156 ülkeden 175 milyon işçiyi temsil eden ve Türkiye'den DİSK ile KESK'in üyesi olduğu Uluslararası Sendikalar Konfederasyonu (ITUC), TMMOB'un yetkilerini elinden alan yasa ile emek ve meslek örgütleri temsilcilerinin gözaltına alınarak evlerini basılmasına ilişkin Başbakan Recep Tayyip Erdoğan'a bir mektup gönderdi.

ITUC Genel Sekreteri Sharan Burrow, Başbakan'a gönderdiği mektupta, "ITUC üyesi 2 konfederasyon ve çeşitli meslek örgütlerinden oluşan Taksim Dayanışma Platformu'na yönelik bitmek bilmeyen baskı uygulamalarını şiddetle kınıyoruz. Bahsi geçen üyelerimiz DİSK ve KESK'tir, meslek örgütlerinin arasında ise hekim, mühendis ve mimar örgütleri vardır" dedi.

TMMOB'A GEZİ MİSİLLEMESİ

Burrow, şöyle devam etti: "Baskı öyle bir aşamaya geldi ki, hükümet 9 Temmuz gece yarısı meclisi özel bir oturuma çağırarak birkaç saatte, meslek örgütlerinin üzerindeki Bakanlık denetimini arttıracak, gelirlerini kısacak ve ilgili kamu projelerini inceleme ve onaylama imkanlarını ortadan kaldıracak bir yasal düzenleme geçirdi. Bu açıkça iktidardaki partiniz, AK Parti tarafından, ülkenizi birkaç haftadır sallayan kitlesel halk protestolarını destekleyen bir dizi meslek örgütüne, özellikle de Gezi Parkı eylemlerine desteğini göstermek için Taksim Dayanışma Platformuna katılan Türk Mühendis ve Mimar Odaları Birliği'ne yönelik meclis çoğunluğunuzu kullanarak yaptığınız bir misillemedir.

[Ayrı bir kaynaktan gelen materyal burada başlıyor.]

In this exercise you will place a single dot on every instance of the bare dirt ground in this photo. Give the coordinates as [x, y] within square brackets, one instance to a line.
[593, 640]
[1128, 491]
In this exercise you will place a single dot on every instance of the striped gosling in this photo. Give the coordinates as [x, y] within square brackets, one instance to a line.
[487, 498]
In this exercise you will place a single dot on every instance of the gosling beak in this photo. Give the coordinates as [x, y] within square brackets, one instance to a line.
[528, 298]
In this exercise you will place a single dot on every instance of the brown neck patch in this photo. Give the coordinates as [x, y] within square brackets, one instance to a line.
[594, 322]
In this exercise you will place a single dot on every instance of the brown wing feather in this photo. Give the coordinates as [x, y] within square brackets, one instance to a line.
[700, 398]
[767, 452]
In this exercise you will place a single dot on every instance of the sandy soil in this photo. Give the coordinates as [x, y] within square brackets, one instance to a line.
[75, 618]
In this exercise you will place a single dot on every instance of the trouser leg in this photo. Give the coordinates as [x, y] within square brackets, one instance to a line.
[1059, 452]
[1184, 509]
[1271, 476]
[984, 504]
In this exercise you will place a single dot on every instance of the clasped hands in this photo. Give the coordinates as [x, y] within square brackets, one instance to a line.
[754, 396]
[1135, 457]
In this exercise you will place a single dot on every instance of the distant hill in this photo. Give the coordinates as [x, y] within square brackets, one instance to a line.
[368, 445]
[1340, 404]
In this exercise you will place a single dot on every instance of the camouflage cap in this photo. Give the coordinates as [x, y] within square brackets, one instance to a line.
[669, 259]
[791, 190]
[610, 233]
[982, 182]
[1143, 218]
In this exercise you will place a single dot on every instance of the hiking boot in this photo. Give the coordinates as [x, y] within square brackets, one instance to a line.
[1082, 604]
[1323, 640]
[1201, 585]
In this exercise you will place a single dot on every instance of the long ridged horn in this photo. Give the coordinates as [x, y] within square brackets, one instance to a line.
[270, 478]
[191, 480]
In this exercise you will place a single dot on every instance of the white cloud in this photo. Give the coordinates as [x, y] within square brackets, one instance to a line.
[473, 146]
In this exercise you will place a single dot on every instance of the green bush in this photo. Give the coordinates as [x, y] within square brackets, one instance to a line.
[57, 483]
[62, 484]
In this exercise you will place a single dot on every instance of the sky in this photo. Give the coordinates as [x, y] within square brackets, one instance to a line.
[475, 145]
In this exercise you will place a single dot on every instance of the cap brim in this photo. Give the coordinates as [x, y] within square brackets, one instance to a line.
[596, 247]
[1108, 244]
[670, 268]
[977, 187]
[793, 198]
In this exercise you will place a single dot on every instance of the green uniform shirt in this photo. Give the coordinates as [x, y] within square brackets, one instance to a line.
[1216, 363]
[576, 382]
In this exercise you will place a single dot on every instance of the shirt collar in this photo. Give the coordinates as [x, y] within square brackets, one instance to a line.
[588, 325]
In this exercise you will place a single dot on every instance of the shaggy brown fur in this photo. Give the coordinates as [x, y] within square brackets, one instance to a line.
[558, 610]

Sizin politikalarınızı sorgulayan herkesten intikam alma kararlılığında olan polis, DİSK Genel Sekreteri Arzu Atabek Çerkezoğlu'nun evini aradı. Bunun için zorunlu olan arama emri sonradan gösterildi, eve kapı kırılarak zorla girildi, Sayın Çerkezoğlu'nun ve eşinin, bir bilgisayar dahil olmak üzere kişisel eşyalarına el konuldu, Tabip Odası sözcüsü olan eşi gözaltına alındı."

'ÖRGÜTLENME ÖZGÜRLÜĞÜNÜ HİÇE SAYIYORSUNUZ'

İstanbul Valisi'nin Gezi Parkı'nın halka açmasının ardından Taksim Dayanışması delegasyonunun da içinde yer aldığı çok sayıda kişinin gözaltına alındığını da hatırlatan Burrow, Başbakan Erdoğan'a şöyle seslendi: "Ülkenizdeki gösteriler başladığından bu yana, hükümetiniz göstericilere yönelik aşırı güç kullandı ve bu durum ülkenizin yurtdışındaki imajına çok ciddi zarar verdi. İstatistikler durumu ortaya koyuyor; 4000'den fazla kişi gözaltına alındı, 134 kişi tutuklandı ve 60'ı ciddi olmak üzere 7832 kişi yaralandı (polisin aşırı gaz kullanması sonucu, bu kişilerden 11'i gözlerini kaybetti.) Ve 3'ü işçi 5 kişi hayatını kaybetti. Tüm bunlar kendisini demokrasi olarak niteleyen bir ülke için kabul edilemez korkunç rakamlardır. Ülkeniz tarafından imzalanmış olan Uluslararası Çalışma Örgütü (ILO)'nun 87 sayılı sözleşmesinden doğan örgütlenme özgürlüğünü hiçe sayan uygulamalardır.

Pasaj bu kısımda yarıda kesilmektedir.